A Swedish court issued a decision to cancel the ban on burning the Holy Quran during public demonstrations, after the police of this country had objected on the eighth of last February to demonstrators burning a copy of the Holy Quran during demonstrations in the capital, Stockholm.

The police justified their decision at the time on the grounds that they feared that violence might accompany this provocative act of Muslims.

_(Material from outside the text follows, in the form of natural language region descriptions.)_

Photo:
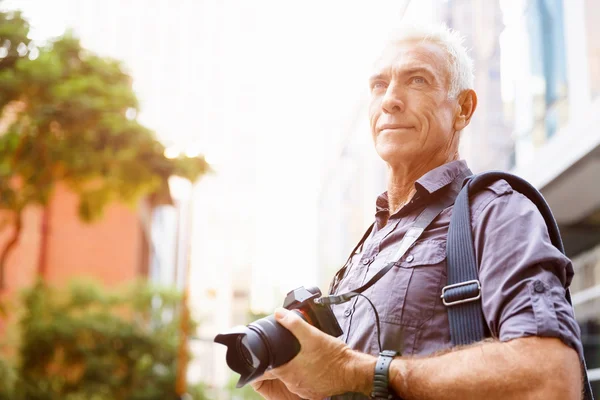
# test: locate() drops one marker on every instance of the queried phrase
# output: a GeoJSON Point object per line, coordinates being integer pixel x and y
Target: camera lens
{"type": "Point", "coordinates": [246, 353]}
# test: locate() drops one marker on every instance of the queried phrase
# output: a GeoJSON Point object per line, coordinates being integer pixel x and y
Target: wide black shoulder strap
{"type": "Point", "coordinates": [462, 294]}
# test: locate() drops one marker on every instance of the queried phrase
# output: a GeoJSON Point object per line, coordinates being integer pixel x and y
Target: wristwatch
{"type": "Point", "coordinates": [381, 381]}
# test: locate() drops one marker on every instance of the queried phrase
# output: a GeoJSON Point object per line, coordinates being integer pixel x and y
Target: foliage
{"type": "Point", "coordinates": [87, 343]}
{"type": "Point", "coordinates": [68, 115]}
{"type": "Point", "coordinates": [245, 393]}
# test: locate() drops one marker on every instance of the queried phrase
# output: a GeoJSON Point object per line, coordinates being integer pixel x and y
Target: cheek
{"type": "Point", "coordinates": [374, 113]}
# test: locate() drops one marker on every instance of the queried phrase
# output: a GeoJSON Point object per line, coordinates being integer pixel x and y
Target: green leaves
{"type": "Point", "coordinates": [86, 342]}
{"type": "Point", "coordinates": [64, 116]}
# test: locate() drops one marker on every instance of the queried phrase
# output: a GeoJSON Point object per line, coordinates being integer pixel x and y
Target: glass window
{"type": "Point", "coordinates": [592, 16]}
{"type": "Point", "coordinates": [588, 318]}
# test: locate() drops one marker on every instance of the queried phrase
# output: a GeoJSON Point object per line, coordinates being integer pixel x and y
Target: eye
{"type": "Point", "coordinates": [378, 86]}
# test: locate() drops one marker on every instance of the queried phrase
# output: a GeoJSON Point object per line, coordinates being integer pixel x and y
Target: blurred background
{"type": "Point", "coordinates": [225, 159]}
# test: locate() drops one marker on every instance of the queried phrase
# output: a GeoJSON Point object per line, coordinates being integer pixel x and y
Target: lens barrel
{"type": "Point", "coordinates": [262, 345]}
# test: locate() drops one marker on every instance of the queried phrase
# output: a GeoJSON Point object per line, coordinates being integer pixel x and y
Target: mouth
{"type": "Point", "coordinates": [394, 127]}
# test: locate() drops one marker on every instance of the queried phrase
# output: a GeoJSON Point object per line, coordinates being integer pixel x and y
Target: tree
{"type": "Point", "coordinates": [90, 343]}
{"type": "Point", "coordinates": [68, 115]}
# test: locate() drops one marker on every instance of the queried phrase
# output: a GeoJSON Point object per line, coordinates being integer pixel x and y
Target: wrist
{"type": "Point", "coordinates": [398, 375]}
{"type": "Point", "coordinates": [360, 373]}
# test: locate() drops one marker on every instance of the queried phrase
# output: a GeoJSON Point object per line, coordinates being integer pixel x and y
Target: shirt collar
{"type": "Point", "coordinates": [432, 181]}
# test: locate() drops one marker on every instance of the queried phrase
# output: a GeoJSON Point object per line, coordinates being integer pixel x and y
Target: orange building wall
{"type": "Point", "coordinates": [108, 250]}
{"type": "Point", "coordinates": [21, 265]}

The ban was also issued after a demonstration on 21 January 2023 near the Turkish embassy in Stockholm during which the far-right Swedish-Danish activist Rasmus Paludan burned a copy of the Holy Quran.

Paludan, 41, claimed he wanted to fight Sweden's "Islamization" and claimed he was defending freedom of expression, having previously burned copies of the Holy Quran in Sweden and Denmark.

On Tuesday, an administrative appeals court in Sweden ruled that the police "did not provide a sufficient basis for their decision" and that the security threats "were not sufficiently tangible or linked to the demonstrations in question".

The burning of a copy of the Holy Quran on January 21 has provoked strong reactions in the Islamic world, as well as a diplomatic crisis between Turkey and Sweden, the Swedish ambassador in Ankara has been summoned, and Turkey canceled a visit to the minister of this country that was scheduled to take place the following week, within the framework of Sweden's accession negotiations to NATO, and the incident had stopped these talks, then Turkish President Recep Tayyip Erdogan stated that Stockholm can no longer count on the "support" of his country to join. to NATO.

After Tuesday's ruling, Paul Levin, director of the Institute of Turkish Studies at Stockholm University, said further protests aimed at burning copies of the Holy Quran "could create additional problems for Sweden's NATO membership."

Turkey opposes the Scandinavian country's accession to NATO because it accuses it of harboring PKK terrorists, and Ankara has demanded that Sweden extradite dozens of these people, and Stockholm hopes that the situation with Turkey will ease in the coming months so that it can join NATO before its next summit in Vilnius next July.